A few weeks ago, a story appeared on The Big Screen about a “critic” who couldn’t manage to make it through a screening without texting. It was greeted with a tidal wave of sympathetic comments and one serious solution to transforming your favorite multiplex into a dead signal zone.
“This is the solution to annoying people on smartphones in venues such as theaters,” writes Reader epistler Ponzi. “It’s a phone jammer. I bought one from a company in Israel.”
You gotta’ love the Jews.
The TITAN all-in-one portable jamming solution will silence the madness. The gadget weighs a little over a pound and fits snugly in pocket or purse. You go out and hammer nails with it all day, come back and it will zap electronic apparatus within a radius of 82-feet every time. Ain’t that a little honey?
One tingles at the thought of looking on from a back row perspective as one after another of the obstreperous zombies’ quest to puncture the darkness is met with a cellular device that’s deader than their soul. If nothing else, it’s bound to be more diverting than 90 percent of what passes for entertainment at the multiplex.

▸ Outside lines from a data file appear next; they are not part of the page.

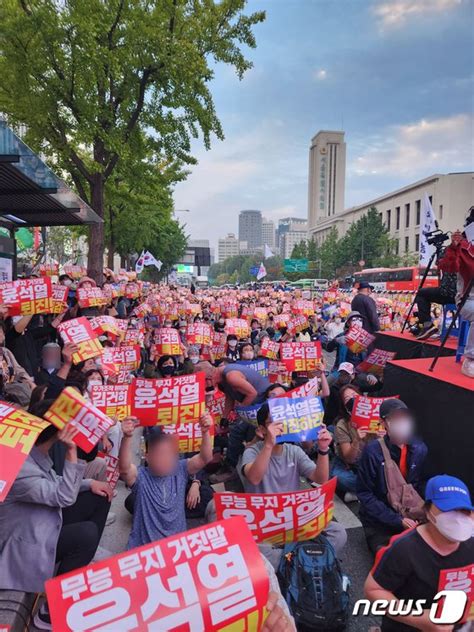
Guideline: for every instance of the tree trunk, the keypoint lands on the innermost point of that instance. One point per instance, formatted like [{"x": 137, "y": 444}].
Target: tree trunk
[{"x": 95, "y": 259}]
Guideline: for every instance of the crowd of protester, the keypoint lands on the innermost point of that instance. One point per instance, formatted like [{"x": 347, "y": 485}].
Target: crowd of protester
[{"x": 52, "y": 520}]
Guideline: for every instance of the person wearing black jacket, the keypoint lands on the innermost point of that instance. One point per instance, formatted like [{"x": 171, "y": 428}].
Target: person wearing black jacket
[{"x": 365, "y": 305}]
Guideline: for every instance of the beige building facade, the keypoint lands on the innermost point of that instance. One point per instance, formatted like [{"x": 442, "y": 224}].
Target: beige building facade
[{"x": 451, "y": 196}]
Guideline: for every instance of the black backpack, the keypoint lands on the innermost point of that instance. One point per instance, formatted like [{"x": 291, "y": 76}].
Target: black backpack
[{"x": 312, "y": 583}]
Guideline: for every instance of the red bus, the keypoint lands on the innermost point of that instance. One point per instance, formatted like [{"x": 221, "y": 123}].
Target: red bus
[{"x": 397, "y": 279}]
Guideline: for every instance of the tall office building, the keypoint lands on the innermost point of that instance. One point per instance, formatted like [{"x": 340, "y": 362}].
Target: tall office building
[
  {"x": 327, "y": 175},
  {"x": 268, "y": 233},
  {"x": 250, "y": 229}
]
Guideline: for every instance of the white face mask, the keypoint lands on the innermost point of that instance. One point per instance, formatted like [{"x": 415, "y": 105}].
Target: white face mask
[
  {"x": 400, "y": 431},
  {"x": 454, "y": 525}
]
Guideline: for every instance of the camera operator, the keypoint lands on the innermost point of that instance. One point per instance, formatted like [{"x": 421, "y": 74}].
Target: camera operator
[{"x": 459, "y": 259}]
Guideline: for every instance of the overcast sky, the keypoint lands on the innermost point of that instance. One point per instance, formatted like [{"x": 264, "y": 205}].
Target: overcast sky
[{"x": 395, "y": 75}]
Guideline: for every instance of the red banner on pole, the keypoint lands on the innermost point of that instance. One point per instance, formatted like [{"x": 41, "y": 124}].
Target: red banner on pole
[
  {"x": 169, "y": 401},
  {"x": 281, "y": 518},
  {"x": 301, "y": 356},
  {"x": 71, "y": 408},
  {"x": 18, "y": 433},
  {"x": 211, "y": 578}
]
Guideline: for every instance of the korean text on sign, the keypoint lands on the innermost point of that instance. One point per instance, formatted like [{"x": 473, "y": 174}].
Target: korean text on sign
[
  {"x": 357, "y": 339},
  {"x": 18, "y": 433},
  {"x": 301, "y": 356},
  {"x": 460, "y": 579},
  {"x": 366, "y": 412},
  {"x": 210, "y": 578},
  {"x": 169, "y": 401},
  {"x": 167, "y": 342},
  {"x": 301, "y": 417},
  {"x": 80, "y": 332},
  {"x": 281, "y": 518},
  {"x": 113, "y": 399},
  {"x": 71, "y": 408}
]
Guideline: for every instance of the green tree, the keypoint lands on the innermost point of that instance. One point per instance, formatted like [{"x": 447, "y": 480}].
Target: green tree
[{"x": 91, "y": 78}]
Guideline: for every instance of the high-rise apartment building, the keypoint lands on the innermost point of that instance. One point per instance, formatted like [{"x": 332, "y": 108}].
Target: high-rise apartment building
[
  {"x": 327, "y": 175},
  {"x": 250, "y": 229}
]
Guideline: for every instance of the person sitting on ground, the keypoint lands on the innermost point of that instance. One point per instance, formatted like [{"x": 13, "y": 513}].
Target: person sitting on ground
[
  {"x": 409, "y": 567},
  {"x": 380, "y": 487},
  {"x": 44, "y": 521},
  {"x": 367, "y": 308},
  {"x": 160, "y": 488}
]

Ponzi goes on to caution, “It is illegal to use them in the U.S. The FCC claims public safety as the reason. But they are used in prisons and other government facilities. Unless you get fingered by an angry mob of text-deprived millennials, you have little to worry about.”
Illegal, schmegal. Let them throw me in aesthetic jail.
To quote Marley’s ghost in Dickens’s’ yuletide classic, “Every day we pay the price, with a little sacrifice, jammin’ till the jam is through.” As much as we’d like to be jammin’, the price of silence doesn’t come cheap. The tchotchke runs $640. Don’t get me wrong. The uninterrupted joy it emits is worth ten times that. Unfortunately, I blew all my surplus holiday cash on tube socks and underwear at the Dollar Tree.
I want a TITAN for Christmas! The thought of asking the boss to toss one in my holiday stocking had crossed my mind, but who wants to come across as an ingrate, particularly in light of this year’s Christmas bonus, a Rolex Daytona.
That leaves it up to one of you. What do you say? An investment of $640 will translate into a few years’ worth of hilarious columns. And I’ll even arrange to be in the audience with you for at least a dozen opening-night performances.
Together we can zap the little buggers to oblivion and enjoy movies the way God intended them. You know where to find me. Now if only there was a button to push that would silence crying babies.